As it happens, this could be the last festival. Mannes’s longtime building has been sold, and the college is relocating, starting in the fall of 2015, to a newly renovated space in Arnhold Hall at the New School in Greenwich Village. Next summer, the institution will be in the process of moving, so the keyboard festival will not take place, and its future is uncertain. This would be a loss to audiences in New York.

The recitals on Wednesday were fascinating. Mr. Schimpf, who won first prize in the prestigious Cleveland International Piano Competition in 2011, began his program with a vibrant, articulate account of Bach’s Toccata in E minor. He followed with the American premiere of “Augenblicke — eine Sammlung,” a 2008 work by the German composer Adrian Sieber. This rhapsodic, restless eight-minute piece veers between outbursts of hurtling, thick, dissonant chords and contrasting passages of somberly reflective, more lyrical music. In a swirling, seductive account of Debussy’s “L’Isle Joyeuse,” Mr. Schimpf conveyed exactly what kind of joy the visitors to the island of the work’s title were indulging in.


Beethoven’s late Sonata No. 29 in B flat (Op. 106), “Hammerklavier,” is the longest, most audacious and difficult of his sonatas. It is always an event to hear it performed, and there was much to admire in Mr. Schimpf’s account. He brought a light touch, bright sound and bracing energy to the monumental first movement. Still, he took a quick tempo that he had trouble controlling, which led to some rushed and jumbled passages. The same problem affected the scherzo. He was at his best, though, in the searching slow movement, played with magisterial elegance and sensitivity. And he reined in the tempo of the daunting final fugue just enough to let the tangle of crazed counterpoint come through and sound, well, excitingly crazy.  
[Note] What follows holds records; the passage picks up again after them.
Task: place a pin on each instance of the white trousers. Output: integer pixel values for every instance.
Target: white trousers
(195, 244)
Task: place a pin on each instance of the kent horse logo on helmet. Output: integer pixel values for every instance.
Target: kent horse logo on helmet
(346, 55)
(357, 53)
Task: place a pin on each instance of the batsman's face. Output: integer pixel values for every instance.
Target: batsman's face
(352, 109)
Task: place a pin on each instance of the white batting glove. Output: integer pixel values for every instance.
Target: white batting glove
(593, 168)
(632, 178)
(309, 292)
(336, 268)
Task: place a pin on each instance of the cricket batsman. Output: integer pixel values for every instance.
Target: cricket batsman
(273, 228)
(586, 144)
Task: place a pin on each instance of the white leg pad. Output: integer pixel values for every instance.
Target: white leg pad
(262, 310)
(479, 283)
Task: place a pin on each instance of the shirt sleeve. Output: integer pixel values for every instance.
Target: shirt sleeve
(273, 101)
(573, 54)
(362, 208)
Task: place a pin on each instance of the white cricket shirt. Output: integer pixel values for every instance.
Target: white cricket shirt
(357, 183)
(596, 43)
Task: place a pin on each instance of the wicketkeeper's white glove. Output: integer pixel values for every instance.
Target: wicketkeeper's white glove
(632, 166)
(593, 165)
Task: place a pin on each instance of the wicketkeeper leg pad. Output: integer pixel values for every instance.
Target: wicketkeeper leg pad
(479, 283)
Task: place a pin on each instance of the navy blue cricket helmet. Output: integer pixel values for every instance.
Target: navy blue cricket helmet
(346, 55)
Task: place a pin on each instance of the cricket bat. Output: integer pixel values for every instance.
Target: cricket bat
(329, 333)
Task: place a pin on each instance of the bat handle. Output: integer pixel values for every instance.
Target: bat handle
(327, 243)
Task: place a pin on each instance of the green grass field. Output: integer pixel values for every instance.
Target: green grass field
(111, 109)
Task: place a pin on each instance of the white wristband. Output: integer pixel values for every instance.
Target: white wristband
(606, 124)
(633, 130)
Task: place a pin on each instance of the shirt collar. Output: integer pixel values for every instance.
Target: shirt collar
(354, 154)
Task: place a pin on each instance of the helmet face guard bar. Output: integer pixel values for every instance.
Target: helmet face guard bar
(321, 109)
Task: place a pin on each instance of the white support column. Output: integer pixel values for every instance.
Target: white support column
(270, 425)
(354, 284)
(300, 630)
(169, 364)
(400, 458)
Seating only 275 concert goers, the Mannes hall gives the performer the choice of three excellent concert grands, two Steinways and a Yamaha.  Most of the performers choose the Yamaha. 
Mr. Goldstein, who is enjoying an international career, began his recital with a curiously cool, even careless, at times, performance of Beethoven’s “Tempest” Sonata, though he brought rippling allure to the work’s mesmerizing finale. He seemed a different pianist, though, in the next work, Beethoven’s “Les Adieux” Sonata. Here was a beautifully balanced approach to the score, refined yet impetuous, noble yet spirited.

After intermission, he excelled in two pieces by Liszt, the seldom-heard Paraphrase on Themes From Verdi’s “Aida” and the better-known Concert Paraphrase After Verdi’s “Rigoletto.” Liszt’s fantasies on operas are not just clever showpieces. Here is a great composer reveling in excerpts from two Verdi operas while also exploring the potential lying within the music. Mr. Goldstein played both works with brilliance and imagination, qualities he brought to Ravel’s “Une Barque sur l’Océan” from “Miroirs.”

He also played Three Études (2012) by the Israeli-born composer Avner Dorman, inventive and aptly demanding works. In the first, “Snakes and Ladders,” a rush of passagework in spiraling triplets is punctuated with stabbing, staggered chords. During the performance, the pages of Mr. Goldstein’s score on the piano’s music stand kept turning ahead on their own: The culprit seemed to be an overhead air-conditioner duct. Mr. Goldstein had to start over. When he finished, the audience broke into applause, and he took the occasion to comment on the work’s intriguing title. He said that he could detect lots of snakes in the music but no ladders. He also said that he had asked the composer whether these three pieces were études “for the piano or against the piano,” referring to their difficulty.

His comments were charming and helpful. He should speak more when he next plays in New York. This being perhaps the last Mannes summer festival, that future appearance will probably not be at this valuable event.